A recent article in the Wall Street Journal notes the apparent conflict of public pension fund investments in private equity. The article points to the fact that certain labor unions, including the Service Employees International Union (SEIU), have criticized private equity funds while their members sit on boards which authorize investments in such funds. A specific example citied is the Ohio Public Employees Retirement System, which includes a representative of SEIU among its Board members, having increased its targeted private equity holdings. The article goes on to point out TV spots funded by the American Federation of State, County and Municipal Employees (AFSCME) which criticize Republican presidential candidate Mitt Romney regarding his tenure at Bain Consulting.

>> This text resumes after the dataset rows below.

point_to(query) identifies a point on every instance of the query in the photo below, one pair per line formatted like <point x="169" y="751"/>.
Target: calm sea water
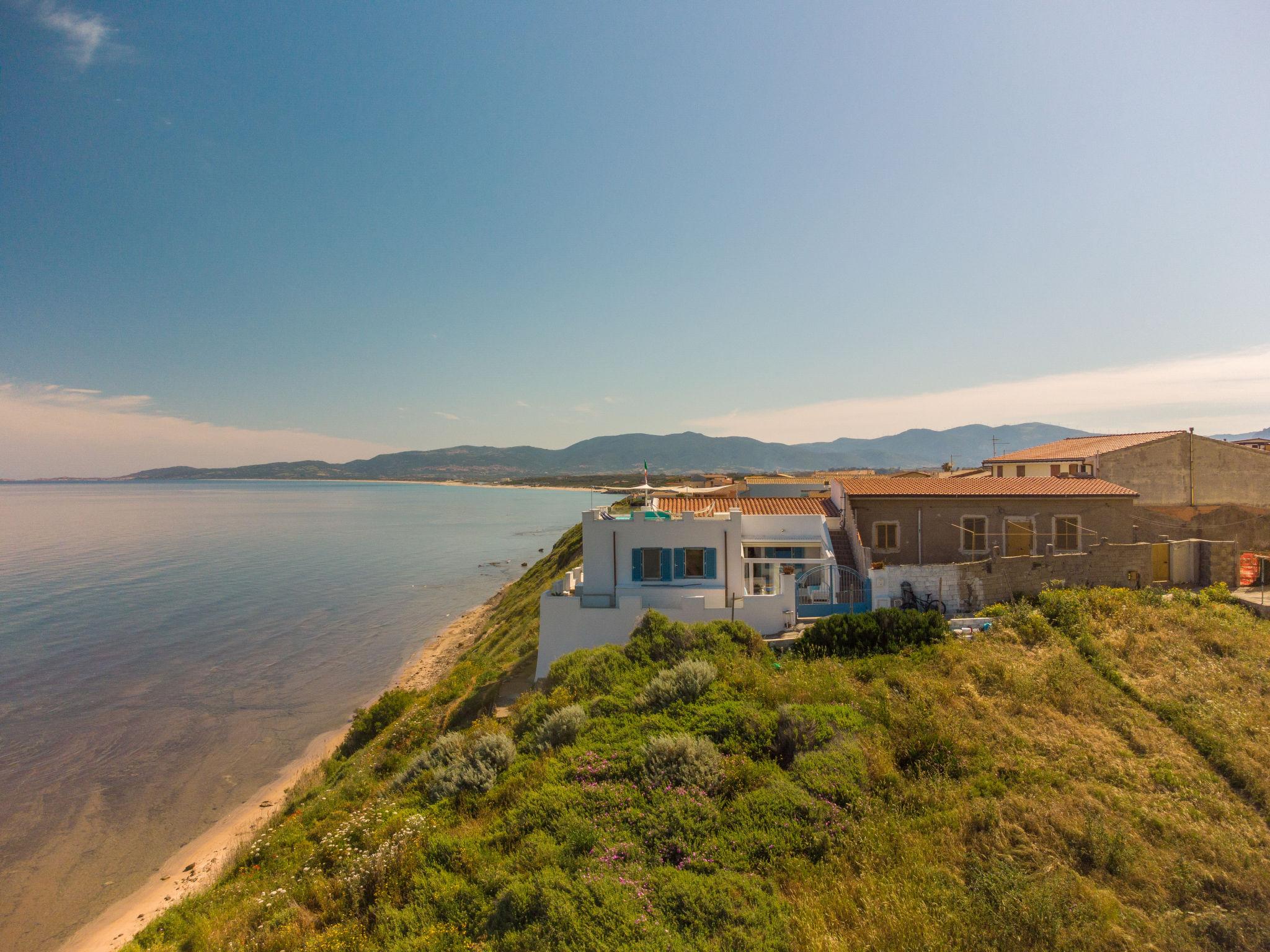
<point x="166" y="649"/>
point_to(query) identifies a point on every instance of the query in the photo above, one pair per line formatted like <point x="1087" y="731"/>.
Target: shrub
<point x="882" y="631"/>
<point x="681" y="760"/>
<point x="658" y="639"/>
<point x="463" y="767"/>
<point x="686" y="682"/>
<point x="494" y="751"/>
<point x="794" y="734"/>
<point x="368" y="723"/>
<point x="445" y="751"/>
<point x="561" y="728"/>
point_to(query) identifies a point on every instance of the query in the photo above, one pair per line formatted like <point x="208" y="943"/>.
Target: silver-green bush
<point x="686" y="682"/>
<point x="471" y="767"/>
<point x="681" y="760"/>
<point x="561" y="728"/>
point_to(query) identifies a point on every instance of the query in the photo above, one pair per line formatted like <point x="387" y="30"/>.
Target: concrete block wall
<point x="1105" y="564"/>
<point x="1219" y="562"/>
<point x="944" y="580"/>
<point x="967" y="587"/>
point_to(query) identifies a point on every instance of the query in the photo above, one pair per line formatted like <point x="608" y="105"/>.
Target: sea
<point x="168" y="648"/>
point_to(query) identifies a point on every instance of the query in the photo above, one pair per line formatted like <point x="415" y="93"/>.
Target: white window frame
<point x="987" y="535"/>
<point x="694" y="549"/>
<point x="1080" y="532"/>
<point x="644" y="575"/>
<point x="1005" y="532"/>
<point x="886" y="522"/>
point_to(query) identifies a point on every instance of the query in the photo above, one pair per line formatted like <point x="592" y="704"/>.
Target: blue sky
<point x="557" y="221"/>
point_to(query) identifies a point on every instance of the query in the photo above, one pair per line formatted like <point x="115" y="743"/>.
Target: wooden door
<point x="1019" y="537"/>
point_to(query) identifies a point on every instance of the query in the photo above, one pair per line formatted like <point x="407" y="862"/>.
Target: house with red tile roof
<point x="921" y="521"/>
<point x="761" y="560"/>
<point x="1165" y="467"/>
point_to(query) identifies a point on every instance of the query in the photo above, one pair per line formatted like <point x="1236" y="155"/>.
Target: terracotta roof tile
<point x="804" y="480"/>
<point x="985" y="487"/>
<point x="752" y="506"/>
<point x="1081" y="447"/>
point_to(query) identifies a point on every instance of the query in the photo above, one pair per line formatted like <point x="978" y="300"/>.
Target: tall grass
<point x="998" y="794"/>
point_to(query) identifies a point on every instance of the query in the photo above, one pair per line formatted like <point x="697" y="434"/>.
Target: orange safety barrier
<point x="1250" y="569"/>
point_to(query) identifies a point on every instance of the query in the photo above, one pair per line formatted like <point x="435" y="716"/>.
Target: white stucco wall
<point x="614" y="601"/>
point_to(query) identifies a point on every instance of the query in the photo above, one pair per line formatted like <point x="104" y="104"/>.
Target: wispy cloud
<point x="55" y="431"/>
<point x="1215" y="394"/>
<point x="84" y="35"/>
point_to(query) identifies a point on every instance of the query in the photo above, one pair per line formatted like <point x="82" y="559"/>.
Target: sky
<point x="241" y="232"/>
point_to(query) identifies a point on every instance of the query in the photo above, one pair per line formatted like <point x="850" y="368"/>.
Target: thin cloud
<point x="84" y="35"/>
<point x="54" y="431"/>
<point x="1215" y="394"/>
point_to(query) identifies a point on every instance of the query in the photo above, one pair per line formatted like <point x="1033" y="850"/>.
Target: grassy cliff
<point x="1089" y="775"/>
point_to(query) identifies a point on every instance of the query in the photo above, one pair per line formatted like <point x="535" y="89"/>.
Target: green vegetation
<point x="883" y="631"/>
<point x="1088" y="775"/>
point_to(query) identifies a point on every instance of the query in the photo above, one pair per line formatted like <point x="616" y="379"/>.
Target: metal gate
<point x="831" y="589"/>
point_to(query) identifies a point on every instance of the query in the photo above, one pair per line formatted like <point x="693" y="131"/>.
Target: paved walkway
<point x="1258" y="598"/>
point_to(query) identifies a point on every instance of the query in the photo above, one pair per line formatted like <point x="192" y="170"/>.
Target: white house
<point x="694" y="560"/>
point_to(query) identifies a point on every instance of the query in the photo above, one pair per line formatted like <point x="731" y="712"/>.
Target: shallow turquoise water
<point x="167" y="648"/>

The piece touches on two issues of particular interest. First, public funds were clearly late to the private equity party. The article states that public funds missed the 1980s private equity boon “fearing the unknown.” While this may have been true in some cases, it ignores the fact that many state and local funds operated under enabling legislation that did not authorize private equity investment and, in some cases, actually prohibited such investments. (By contrast, while there are some limitations on private equity investment under ERISA, it has never been prohibited for private pension funds.)

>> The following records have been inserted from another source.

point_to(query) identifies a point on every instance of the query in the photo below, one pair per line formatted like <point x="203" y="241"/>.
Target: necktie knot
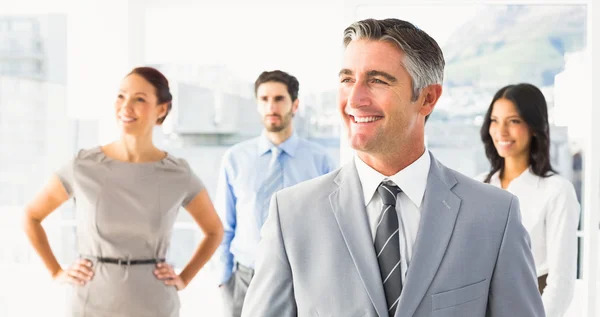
<point x="388" y="193"/>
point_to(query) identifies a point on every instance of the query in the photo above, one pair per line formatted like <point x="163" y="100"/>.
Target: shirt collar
<point x="288" y="146"/>
<point x="412" y="179"/>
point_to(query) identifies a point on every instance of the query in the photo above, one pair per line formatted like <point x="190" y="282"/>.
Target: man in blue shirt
<point x="251" y="172"/>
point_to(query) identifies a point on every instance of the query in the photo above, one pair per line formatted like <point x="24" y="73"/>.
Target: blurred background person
<point x="251" y="172"/>
<point x="516" y="137"/>
<point x="128" y="194"/>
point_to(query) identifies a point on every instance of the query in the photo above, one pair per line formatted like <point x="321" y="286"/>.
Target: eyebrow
<point x="385" y="75"/>
<point x="509" y="117"/>
<point x="137" y="93"/>
<point x="266" y="96"/>
<point x="371" y="73"/>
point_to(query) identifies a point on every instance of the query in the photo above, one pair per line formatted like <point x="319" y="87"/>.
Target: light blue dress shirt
<point x="243" y="171"/>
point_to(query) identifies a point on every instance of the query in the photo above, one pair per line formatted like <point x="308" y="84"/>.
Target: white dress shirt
<point x="550" y="213"/>
<point x="412" y="180"/>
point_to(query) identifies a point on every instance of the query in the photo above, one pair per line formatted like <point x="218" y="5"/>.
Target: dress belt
<point x="128" y="261"/>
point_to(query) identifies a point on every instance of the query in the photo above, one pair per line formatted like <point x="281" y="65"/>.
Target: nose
<point x="270" y="106"/>
<point x="127" y="104"/>
<point x="502" y="129"/>
<point x="358" y="95"/>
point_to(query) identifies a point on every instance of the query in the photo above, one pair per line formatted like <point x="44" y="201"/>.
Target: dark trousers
<point x="234" y="291"/>
<point x="542" y="282"/>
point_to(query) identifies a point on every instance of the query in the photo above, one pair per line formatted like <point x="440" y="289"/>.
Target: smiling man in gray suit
<point x="394" y="232"/>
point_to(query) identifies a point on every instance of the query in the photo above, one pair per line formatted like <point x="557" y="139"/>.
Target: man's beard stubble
<point x="285" y="122"/>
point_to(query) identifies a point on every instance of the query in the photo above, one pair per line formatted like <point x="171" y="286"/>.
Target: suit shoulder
<point x="311" y="188"/>
<point x="313" y="147"/>
<point x="482" y="194"/>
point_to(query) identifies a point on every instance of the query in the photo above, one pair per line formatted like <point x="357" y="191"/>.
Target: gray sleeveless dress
<point x="127" y="211"/>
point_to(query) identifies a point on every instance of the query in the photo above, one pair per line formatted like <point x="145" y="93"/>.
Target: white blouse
<point x="550" y="213"/>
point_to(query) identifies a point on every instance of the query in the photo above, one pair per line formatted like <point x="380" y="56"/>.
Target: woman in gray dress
<point x="128" y="194"/>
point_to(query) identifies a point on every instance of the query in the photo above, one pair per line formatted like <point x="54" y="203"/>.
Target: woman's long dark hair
<point x="531" y="105"/>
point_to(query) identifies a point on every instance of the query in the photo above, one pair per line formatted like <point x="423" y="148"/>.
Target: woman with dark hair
<point x="128" y="194"/>
<point x="516" y="137"/>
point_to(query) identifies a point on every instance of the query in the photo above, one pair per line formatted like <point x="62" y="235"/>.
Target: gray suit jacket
<point x="471" y="257"/>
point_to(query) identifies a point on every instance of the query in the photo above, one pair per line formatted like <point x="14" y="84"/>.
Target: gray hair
<point x="424" y="60"/>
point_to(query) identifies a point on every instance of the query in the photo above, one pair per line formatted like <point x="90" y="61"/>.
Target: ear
<point x="162" y="111"/>
<point x="430" y="96"/>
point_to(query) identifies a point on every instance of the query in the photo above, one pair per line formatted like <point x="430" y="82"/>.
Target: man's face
<point x="375" y="98"/>
<point x="275" y="105"/>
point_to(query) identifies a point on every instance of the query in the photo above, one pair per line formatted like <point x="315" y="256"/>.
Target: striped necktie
<point x="387" y="246"/>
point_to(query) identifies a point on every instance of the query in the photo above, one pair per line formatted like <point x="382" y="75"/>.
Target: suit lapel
<point x="348" y="206"/>
<point x="438" y="216"/>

A second, more pressing issue is the nature of a “representative” trustee’s duty. The article suggests that if a trustee is the representative of a specific group, e.g. bargaining unit, police officers, retirees, etc., then that trustee should adhere to the positions of that group in the exercise of his or her fiduciary duties. This is a plainly incorrect. In our fiduciary training sessions, we stress that each trustee, regardless of the origins of appointment, has an overriding duty to act “solely in the interests of participants and beneficiaries,” commonly known as the “duty of loyalty.” While a representative trustee may consider the impact of a decision on his or her “constituents,” such consideration must be subordinate to the prudent exercise of fiduciary duty to the fund membership as a whole. In both the public fund and ERISA context, this duty is clear. See Sec. 7 of the Model Rules for Public Employee Retirement Systems Act and Sec. 404(a)(1) of ERISA. Viewed from this perspective, this apparent “conflict” can, and in fact does, go away.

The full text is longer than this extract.